Pandits, politics and rehabilitation

Hundreds of migrant Pandits have returned to Kashmir and are residing in newly-built colonies made by the government in different parts of the valley. Despite an initial phase of ‘identity crisis’ they are gradually finding their feet again in the land they once were a part of. Sameer Yasir reports.

Located amid the lush green Kiker trees on the banks of Jehlum near Baramulla, most of the 130 apartments meant for Kashmiri pandits are still under construction.  Only 50 apartments have been completed. For now, four people live in one single -room apartment.

Surrounded by high walls with coils of razor wire on top, the colony is gearing up to be a home for many pandit families who are returning to Kashmir valley.
Though it has been nearly two decades since a majority of Kashmiri Pandits left the Valley en masse but their attachment to the land of their ancestors is evident even among the younger lot.

 “It’s a temporary accommodation. We will soon shift into new ones (flats)” says Aditiya. He says he had had not a chance to visit Kashmir after their migration but the ‘perception’ has changed.

Aditya was 12 when his parents migrated to Jammu. “Whatever we were told by the elders got deeply embedded into our psyche. We never thought we would get a chance to come back,” he says.

Aditya is one of the many young Kashmiri pandits who were recently recruited under the “Prime Minister’s Employment Scheme for Kashmir migrant pundits.

Sunil Pandita , 37, works with the department of Relief and Rehabilitation and is involved with the ongoing work in the same colony where he also lives with his wife and two children.

“I work in several shifts because I want to see this colony completed as soon as possible,” he says. There is a dearth of space for the people so we need to complete the project very soon.”

Most young men residing in the colony speak fluent Kashmiri. A young inmate, Rahul, says that he feels attached to his homeland despite two decades of living out.  

“Most of the young people living here were born in early nineties. We have grown up listening to the stories of Kashmir- of brotherhood and tolerance and even the circumstances which finally led to our migration,” says Rahul .

Some 35,000 odd families had migrated to Jammu where they became refugees in 1990. About 21,000 families went to Delhi and other cities. The government has the details of nearly 57,000 families. Today, 16,000 families living in Jammu receive relief—Rs 5,000 per month per family—and the rest are in service or have retired.

“Although the youth are facing an identity crises and are uncertain about  their future, they are trying to adapt to the new situation. Majority of them wanted to come back but they needed jobs to survive,” says Rahul.

Presently there are 115 employees and their families living here. Nearly 90 per cent of them are teachers working in different schools.

Many living in this colony admit that the political contextualization by different groups have certainly affected the minds of pandit youth. The problem of human security and vulnerability has made them play into the hands of right wing organizations.

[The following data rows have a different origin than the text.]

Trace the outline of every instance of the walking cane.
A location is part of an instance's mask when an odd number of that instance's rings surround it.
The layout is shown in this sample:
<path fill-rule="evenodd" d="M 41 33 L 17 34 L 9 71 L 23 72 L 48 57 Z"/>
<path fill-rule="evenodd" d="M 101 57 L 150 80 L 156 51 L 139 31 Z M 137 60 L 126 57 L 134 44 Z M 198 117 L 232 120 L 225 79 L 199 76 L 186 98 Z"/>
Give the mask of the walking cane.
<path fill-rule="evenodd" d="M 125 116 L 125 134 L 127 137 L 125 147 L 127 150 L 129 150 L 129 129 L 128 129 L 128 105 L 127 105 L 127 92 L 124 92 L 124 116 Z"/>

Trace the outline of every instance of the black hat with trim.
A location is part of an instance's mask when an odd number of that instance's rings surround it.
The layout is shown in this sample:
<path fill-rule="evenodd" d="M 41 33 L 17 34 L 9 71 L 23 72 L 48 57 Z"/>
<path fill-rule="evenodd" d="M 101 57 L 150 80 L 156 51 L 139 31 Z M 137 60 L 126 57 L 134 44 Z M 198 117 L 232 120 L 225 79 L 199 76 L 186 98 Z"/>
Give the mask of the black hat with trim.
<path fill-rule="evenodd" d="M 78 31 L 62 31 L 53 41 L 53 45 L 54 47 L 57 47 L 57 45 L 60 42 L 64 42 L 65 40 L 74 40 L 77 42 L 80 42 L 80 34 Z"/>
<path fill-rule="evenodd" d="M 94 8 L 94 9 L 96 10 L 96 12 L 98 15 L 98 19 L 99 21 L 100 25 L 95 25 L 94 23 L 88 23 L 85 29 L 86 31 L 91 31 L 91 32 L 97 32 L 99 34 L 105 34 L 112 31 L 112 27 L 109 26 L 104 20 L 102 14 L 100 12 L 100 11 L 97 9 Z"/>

Kishore who was born in 1988, just two years before the armed uprising began in valley, says that Pandit psyche was deeply influenced by the people who have a “very rigid and one-sided” approach to Kashmir problem.

“In many Pandit colonies in Jammu and Delhi, the hold of right-wing parties is very strong which has deeply manipulated the thinking of the pandit youth.

Even most of the people who were responsible for 2008 blockade were Kahmiri pundits,” says Kishore. “There was a palpable anger among them, and they see Kashmiri Muslims as their adversaries.”

Despite four people having to share a single room, the returned pundits seem to be enjoying their stay in the valley. “It is better than Jammu” said Lokash Kumar, another young man.